Changing fluorescence visualises strain in live cells, and reveals unusual behaviour

A molecule that can insert into cell membranes and change its fluorescence according to their tension has been developed by researchers in Switzerland. The research has already led to new insights into membrane dynamics.

Cells actively regulate the tension of their membranes as it is crucial to numerous process such as ingestion of particles and division. But measuring this tension in living cells can be difficult or impossible, so gaps remain in biologists’ understanding.

Lipid membranes can only stretch by around 8% before breaking, and measuring this tension is tricky. ‘Current methods are mechanical: you locally apply a force and you see the response of the membrane,’ explains biochemist Aurélien Roux of the University of Geneva. Such techniques are extremely challenging, however, and can only measure the tension at one point at a time.

The FliptR probe

Source: © 2018, Springer Nature

The FliptR probe includes two fluorophores which can twist between a planar (red) state under low tension and a twisted (green) state under higher tension

Roux’s group collaborated with supramolecular chemist Stefan Matile (also at Geneva) to design a molecular probe they have called FliptR (fluorescent lipid tension reporter). In solution, the molecule’s fluorescence is quenched, preventing background fluorescence. When the molecule inserts into a cell membrane, it becomes fluorescent. In theory, if a lipid membrane is not under tension, the lipids should pack tightly together, flattening the FliptR molecule into a planar conformation with a high fluorescence lifetime. When the membrane is stretched, the lipids should become more disordered, allowing the FliptR to twist into a conformation that is sterically more favourable, but has shorter average fluorescence lifetime.
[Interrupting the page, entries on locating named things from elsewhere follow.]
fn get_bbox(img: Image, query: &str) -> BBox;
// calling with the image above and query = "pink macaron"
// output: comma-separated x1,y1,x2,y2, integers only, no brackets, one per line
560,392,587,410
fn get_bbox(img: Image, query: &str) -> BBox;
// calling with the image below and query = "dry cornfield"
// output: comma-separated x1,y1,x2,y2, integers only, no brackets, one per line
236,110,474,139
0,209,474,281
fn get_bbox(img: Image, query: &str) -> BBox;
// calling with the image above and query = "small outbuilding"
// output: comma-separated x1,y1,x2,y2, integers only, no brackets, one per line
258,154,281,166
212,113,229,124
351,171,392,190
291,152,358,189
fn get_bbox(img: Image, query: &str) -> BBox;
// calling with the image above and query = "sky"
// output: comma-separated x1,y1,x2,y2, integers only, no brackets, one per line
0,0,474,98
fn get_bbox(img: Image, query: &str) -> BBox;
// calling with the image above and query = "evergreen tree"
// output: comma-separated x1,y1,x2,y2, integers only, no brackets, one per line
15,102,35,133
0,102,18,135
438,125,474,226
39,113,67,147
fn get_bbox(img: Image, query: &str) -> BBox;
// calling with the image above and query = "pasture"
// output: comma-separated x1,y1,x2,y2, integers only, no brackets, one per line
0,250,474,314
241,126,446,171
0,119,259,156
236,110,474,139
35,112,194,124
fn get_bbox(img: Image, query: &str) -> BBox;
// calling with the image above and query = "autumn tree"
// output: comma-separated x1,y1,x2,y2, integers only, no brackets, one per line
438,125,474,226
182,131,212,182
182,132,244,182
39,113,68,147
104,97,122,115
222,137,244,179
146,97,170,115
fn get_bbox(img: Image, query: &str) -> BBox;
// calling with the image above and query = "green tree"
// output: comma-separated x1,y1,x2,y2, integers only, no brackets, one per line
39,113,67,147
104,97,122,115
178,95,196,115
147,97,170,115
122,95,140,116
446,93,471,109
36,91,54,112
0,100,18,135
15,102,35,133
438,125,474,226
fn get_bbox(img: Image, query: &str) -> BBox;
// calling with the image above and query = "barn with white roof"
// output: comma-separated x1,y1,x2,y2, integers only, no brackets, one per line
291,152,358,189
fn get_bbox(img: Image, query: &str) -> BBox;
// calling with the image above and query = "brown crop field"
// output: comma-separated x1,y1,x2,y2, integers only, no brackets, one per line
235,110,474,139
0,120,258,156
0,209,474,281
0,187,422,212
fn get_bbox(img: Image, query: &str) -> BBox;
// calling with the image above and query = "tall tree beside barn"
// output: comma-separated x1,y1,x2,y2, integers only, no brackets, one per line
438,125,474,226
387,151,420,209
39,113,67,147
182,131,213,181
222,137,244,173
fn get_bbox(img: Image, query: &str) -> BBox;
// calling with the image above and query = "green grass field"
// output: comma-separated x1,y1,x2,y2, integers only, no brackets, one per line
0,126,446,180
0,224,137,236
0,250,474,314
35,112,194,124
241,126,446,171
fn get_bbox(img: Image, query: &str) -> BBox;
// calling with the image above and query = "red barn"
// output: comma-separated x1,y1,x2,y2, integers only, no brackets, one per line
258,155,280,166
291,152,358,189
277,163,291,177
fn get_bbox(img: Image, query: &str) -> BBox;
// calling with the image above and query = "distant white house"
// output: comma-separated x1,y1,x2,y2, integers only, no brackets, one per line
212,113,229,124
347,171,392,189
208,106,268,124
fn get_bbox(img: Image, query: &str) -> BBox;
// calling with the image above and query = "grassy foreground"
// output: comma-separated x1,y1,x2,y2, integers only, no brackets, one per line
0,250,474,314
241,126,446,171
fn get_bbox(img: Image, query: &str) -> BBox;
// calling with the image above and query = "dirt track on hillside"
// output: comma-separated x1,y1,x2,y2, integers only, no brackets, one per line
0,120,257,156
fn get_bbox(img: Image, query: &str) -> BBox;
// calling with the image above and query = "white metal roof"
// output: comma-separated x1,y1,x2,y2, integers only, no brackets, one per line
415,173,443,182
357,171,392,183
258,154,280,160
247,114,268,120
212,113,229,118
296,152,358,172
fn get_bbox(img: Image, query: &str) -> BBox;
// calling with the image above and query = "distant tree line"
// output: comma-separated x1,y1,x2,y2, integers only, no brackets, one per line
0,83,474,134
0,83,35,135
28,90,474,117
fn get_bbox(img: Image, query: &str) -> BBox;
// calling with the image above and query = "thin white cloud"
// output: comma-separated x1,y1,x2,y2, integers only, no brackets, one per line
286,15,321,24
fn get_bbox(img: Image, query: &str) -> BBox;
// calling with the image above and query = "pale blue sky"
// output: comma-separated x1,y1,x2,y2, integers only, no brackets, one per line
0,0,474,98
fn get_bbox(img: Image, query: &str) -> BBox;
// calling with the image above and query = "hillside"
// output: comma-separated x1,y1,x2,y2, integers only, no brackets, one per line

When the researchers tested the molecule on artificial membranes comprising only one type of lipid, this was what they found.

But when they tested the molecule on two different types of real cell membranes, the fluorescence lifetime actually increased when the membrane was under tension. The researchers were puzzled until they discovered recent work suggesting that tension can induce membranes to separate into ordered and disordered areas. They concluded that the increased fluorescence lifetime was due to the FliptR molecule entering the ordered lipid phase, while the disordered lipid phase stretches. ‘I find it really impressive that, having this probe available to image the tension in cells, we immediately find new behaviour,’ says Matile. ‘It looks like this behaviour is the same in all cells – applying tension causes lipid reorganisation and forms domains. The biological significance of this should, I suspect, be very high.’

‘This is the first molecule that proposes to allow visualisation of tension in a lipid bilayer: that’s really a breakthrough,’ says quantitative cell biologist Matthieu Piel of the Curie Institute in Paris, France. ‘They also show that there are some limits to how you can use this sensor, but because it’s the first one I guess that’s not really surprising. It will probably lead to improvements that can be used in more contexts.’